Why ? Have you been there ? They have a much better society than they would have had the American Mafia continued running it. They have good education, reasonable health care and while not so much stuff, they do not have foreclosures and bankruptcies the likes that you have been experiencing. Not to mention the next round coming on about now. Even after all these years of embargo by their ever so caring neighbors to the North, they still smile much more than anywhere I have ever seen in the US. I think sir it is you who ought to read a book.
"If the King's English was good enough for Jesus, it's good enough for me!" -- "Ma" Ferguson, Governor of Texas (circa
The US sponsers a hell of a lot more terrorism than Cuba. For example, what exactly did you think 'shock and awe' was supposed to be? George Bush has now killed far more innocent people that Castro could if he lived to be 200.
One statement is true. Which one?
1) Cuba sponsors terrorism directed at the US.
2) The US sponsors terrorism directed at Cuba.
It's a lot easier to dismiss opinions you don't like by alleging they are being propagated by people who don't analyze them, isn't it?
I'm of the philosophy that proportionality is irrelevant when it comes to existential conditions like suffering.
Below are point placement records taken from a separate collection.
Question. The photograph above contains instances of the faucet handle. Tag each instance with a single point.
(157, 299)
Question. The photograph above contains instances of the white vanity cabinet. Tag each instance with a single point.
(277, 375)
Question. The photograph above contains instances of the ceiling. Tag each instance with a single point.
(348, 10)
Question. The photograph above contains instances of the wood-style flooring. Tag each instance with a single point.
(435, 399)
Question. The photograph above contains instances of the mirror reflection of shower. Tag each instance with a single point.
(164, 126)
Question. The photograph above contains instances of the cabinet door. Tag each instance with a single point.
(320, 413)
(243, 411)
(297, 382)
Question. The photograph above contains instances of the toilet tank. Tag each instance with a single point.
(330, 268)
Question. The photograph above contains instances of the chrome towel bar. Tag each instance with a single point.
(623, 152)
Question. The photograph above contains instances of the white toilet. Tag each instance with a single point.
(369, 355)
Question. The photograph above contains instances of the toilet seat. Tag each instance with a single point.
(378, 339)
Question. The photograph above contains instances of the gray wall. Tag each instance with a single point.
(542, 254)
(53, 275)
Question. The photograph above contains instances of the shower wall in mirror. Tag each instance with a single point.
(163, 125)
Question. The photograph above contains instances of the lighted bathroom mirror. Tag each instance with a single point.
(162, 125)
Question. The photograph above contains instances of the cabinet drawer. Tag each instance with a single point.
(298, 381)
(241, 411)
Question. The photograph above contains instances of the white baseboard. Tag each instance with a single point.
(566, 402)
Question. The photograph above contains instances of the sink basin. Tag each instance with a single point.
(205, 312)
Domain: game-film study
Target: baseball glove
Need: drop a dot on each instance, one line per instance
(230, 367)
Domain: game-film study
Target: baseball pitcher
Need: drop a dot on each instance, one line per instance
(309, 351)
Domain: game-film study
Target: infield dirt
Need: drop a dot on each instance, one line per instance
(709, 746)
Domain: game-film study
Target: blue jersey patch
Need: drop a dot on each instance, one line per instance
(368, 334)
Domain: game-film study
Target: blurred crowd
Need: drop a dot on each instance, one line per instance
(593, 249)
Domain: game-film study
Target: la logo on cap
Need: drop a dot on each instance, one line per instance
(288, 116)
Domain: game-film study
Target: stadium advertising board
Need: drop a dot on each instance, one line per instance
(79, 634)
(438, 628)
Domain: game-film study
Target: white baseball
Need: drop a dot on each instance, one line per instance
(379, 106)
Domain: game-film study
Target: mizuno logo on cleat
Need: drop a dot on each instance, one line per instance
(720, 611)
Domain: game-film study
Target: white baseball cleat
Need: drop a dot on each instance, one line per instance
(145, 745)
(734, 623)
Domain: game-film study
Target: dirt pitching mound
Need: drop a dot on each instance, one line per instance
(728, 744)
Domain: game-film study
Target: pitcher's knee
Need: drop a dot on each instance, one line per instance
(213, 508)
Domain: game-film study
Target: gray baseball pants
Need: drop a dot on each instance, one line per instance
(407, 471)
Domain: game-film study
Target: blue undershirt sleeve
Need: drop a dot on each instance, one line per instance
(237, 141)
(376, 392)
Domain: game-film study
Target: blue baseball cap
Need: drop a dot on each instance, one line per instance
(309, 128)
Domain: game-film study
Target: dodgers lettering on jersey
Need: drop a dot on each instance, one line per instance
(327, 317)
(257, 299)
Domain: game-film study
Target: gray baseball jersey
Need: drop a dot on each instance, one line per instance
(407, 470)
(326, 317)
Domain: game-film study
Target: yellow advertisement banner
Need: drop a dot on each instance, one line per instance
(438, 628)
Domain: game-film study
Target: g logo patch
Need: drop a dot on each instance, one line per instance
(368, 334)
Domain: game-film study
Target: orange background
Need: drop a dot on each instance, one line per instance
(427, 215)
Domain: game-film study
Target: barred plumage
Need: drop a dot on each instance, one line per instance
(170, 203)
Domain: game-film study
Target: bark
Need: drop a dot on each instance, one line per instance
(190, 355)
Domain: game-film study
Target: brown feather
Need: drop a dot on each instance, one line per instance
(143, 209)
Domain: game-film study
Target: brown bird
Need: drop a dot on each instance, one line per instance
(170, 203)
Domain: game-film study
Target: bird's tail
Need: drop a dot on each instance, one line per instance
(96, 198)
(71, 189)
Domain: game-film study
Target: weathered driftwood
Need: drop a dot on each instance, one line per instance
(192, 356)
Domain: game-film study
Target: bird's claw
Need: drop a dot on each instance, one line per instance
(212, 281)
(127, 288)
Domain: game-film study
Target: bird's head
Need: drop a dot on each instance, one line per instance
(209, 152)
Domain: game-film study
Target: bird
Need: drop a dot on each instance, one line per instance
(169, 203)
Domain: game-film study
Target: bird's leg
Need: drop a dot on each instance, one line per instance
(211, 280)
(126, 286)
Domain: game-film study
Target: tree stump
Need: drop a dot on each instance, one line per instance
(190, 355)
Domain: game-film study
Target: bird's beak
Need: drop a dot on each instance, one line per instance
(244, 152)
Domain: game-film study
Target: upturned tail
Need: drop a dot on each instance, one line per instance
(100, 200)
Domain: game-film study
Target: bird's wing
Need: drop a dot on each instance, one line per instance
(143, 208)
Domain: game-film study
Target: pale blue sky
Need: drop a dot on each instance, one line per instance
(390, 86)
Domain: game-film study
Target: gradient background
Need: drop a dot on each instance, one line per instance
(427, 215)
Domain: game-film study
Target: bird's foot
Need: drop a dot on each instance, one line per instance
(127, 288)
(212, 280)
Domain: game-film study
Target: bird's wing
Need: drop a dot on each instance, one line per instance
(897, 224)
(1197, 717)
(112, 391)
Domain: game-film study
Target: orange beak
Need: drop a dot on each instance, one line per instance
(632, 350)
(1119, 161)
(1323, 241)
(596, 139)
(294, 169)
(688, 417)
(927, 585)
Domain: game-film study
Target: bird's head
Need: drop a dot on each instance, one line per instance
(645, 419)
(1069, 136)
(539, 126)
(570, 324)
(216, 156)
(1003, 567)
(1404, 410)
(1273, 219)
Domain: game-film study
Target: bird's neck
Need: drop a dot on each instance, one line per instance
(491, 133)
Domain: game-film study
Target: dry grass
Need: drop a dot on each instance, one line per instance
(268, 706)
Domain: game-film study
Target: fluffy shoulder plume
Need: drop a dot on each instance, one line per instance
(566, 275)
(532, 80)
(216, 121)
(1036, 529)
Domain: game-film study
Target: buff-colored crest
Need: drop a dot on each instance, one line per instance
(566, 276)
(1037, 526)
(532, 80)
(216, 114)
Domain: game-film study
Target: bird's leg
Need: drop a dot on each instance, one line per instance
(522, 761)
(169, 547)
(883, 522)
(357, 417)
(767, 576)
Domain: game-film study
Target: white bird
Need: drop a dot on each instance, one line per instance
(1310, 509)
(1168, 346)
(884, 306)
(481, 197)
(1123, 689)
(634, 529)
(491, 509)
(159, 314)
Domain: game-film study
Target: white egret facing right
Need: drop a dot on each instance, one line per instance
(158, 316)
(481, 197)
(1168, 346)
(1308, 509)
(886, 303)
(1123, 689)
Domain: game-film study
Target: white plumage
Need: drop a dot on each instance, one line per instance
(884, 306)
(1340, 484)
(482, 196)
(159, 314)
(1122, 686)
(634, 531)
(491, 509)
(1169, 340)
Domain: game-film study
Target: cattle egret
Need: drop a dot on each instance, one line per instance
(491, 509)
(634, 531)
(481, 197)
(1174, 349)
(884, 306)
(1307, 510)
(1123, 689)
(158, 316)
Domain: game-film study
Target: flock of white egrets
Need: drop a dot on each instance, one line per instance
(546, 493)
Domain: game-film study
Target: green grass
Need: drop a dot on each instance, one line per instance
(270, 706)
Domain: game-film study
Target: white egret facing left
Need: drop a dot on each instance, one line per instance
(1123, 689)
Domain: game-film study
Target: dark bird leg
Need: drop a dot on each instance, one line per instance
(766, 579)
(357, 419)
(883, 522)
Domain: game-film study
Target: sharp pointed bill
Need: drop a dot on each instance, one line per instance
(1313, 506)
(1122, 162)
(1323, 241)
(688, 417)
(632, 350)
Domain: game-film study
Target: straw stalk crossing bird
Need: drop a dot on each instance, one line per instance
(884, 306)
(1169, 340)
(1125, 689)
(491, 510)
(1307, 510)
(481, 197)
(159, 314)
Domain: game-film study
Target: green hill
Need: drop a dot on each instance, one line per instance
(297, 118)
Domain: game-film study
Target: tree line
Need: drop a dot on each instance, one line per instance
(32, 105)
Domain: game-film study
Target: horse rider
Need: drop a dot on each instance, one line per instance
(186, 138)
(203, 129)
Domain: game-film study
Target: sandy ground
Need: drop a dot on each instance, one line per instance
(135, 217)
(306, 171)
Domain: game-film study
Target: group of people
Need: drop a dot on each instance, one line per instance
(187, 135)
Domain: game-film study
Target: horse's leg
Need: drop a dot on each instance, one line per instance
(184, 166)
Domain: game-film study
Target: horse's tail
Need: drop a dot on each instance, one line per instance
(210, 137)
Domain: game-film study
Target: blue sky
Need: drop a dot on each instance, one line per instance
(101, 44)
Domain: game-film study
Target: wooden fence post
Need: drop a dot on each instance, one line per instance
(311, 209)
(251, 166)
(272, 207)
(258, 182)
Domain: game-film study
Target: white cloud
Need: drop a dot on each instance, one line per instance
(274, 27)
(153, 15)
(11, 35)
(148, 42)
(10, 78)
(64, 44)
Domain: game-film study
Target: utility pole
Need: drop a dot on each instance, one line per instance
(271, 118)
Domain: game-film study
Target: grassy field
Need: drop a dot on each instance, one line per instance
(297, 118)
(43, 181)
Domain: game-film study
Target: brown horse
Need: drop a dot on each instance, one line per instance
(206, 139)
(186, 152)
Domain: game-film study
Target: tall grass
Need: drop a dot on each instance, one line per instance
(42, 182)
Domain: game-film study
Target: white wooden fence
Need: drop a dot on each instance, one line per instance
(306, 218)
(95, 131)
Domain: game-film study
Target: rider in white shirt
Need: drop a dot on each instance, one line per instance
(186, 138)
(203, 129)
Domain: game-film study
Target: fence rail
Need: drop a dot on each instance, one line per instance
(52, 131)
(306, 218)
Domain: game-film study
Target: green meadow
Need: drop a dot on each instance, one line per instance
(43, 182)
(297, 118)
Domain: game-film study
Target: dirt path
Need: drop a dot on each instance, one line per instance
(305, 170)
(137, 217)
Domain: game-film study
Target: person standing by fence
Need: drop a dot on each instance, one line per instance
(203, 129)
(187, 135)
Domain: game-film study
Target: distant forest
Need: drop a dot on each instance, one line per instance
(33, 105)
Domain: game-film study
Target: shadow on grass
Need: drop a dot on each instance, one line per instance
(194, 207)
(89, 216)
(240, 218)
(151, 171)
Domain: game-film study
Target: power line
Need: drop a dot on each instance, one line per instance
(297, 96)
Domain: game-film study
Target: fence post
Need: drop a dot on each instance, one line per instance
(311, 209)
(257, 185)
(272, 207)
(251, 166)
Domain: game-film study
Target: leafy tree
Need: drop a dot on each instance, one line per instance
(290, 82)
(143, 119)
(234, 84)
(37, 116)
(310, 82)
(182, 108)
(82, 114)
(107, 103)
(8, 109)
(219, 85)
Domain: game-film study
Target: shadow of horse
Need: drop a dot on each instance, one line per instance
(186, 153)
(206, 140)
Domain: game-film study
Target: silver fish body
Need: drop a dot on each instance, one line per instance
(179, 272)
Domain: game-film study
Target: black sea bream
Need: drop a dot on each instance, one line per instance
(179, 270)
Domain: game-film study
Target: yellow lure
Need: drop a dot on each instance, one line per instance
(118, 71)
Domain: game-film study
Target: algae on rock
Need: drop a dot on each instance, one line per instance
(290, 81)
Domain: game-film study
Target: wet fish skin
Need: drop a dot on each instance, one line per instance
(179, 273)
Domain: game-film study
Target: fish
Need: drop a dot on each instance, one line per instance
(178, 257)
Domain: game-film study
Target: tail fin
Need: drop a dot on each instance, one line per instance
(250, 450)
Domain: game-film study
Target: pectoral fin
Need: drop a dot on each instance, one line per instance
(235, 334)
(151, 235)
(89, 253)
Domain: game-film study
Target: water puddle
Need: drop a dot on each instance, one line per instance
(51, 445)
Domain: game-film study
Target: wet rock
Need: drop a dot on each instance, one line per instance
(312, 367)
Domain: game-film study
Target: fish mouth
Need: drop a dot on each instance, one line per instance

That is to say, roughly, a million people dying early through lack of health insurance is a 'huge swath' whether it is a million amongs three million, or a million amongst three hundred million. And seeing as how it is forty million amongst who-cares-how-large a population, that qualifies in my mind as, to put it mildly, a 'huge swath'.
And, as another poster put it sharply, nobody 'chooses' to not have health insurance. Self-employed people have a hard time getting insurance at the same rates as large employers, because large employers benefit from huge quantities of corporate welfare and preferential deals regardings scale when they deal with HMOs that somehow never trickle down to self-emloyed folk. And, just for the record, nobody willingly chooses to die early, which in the vast majority of cases is what not having health insurance practically means. BTW, most of the uninsured aren't self-employed people; most of the uninsured are children of self-employed people. And they, roughly, didn't have any choice whatsoever in their circumstances.
All the techniques ever used to make men moral have been themselves thoroughly immoral... (Nietzsche)
So, don't fool yourself. Right now, lack of OLPC notebooks is the least of the problems faced by Cuban children. Or, for that matter, by their parents.
Conservatism: (n.) love of the existing evils. Liberalism: (n.) desire to substitute new evils for the existing ones.
You say this like it is a bad thing. The less IT infrastructure these repressive regimes have the better. I personally think the embargo against Cuba at this point is counter-productive, but I am not going to cry because they can't use this software either.
Excellent point. Without technological infrastructure, things like the DMCA takedown notices, RIAA John Doe suits, Echelon, Carnivore, and CCTV cameras on street corners would all be impossible. Or do you have some other, more narrow, definition of "repressive" in mind?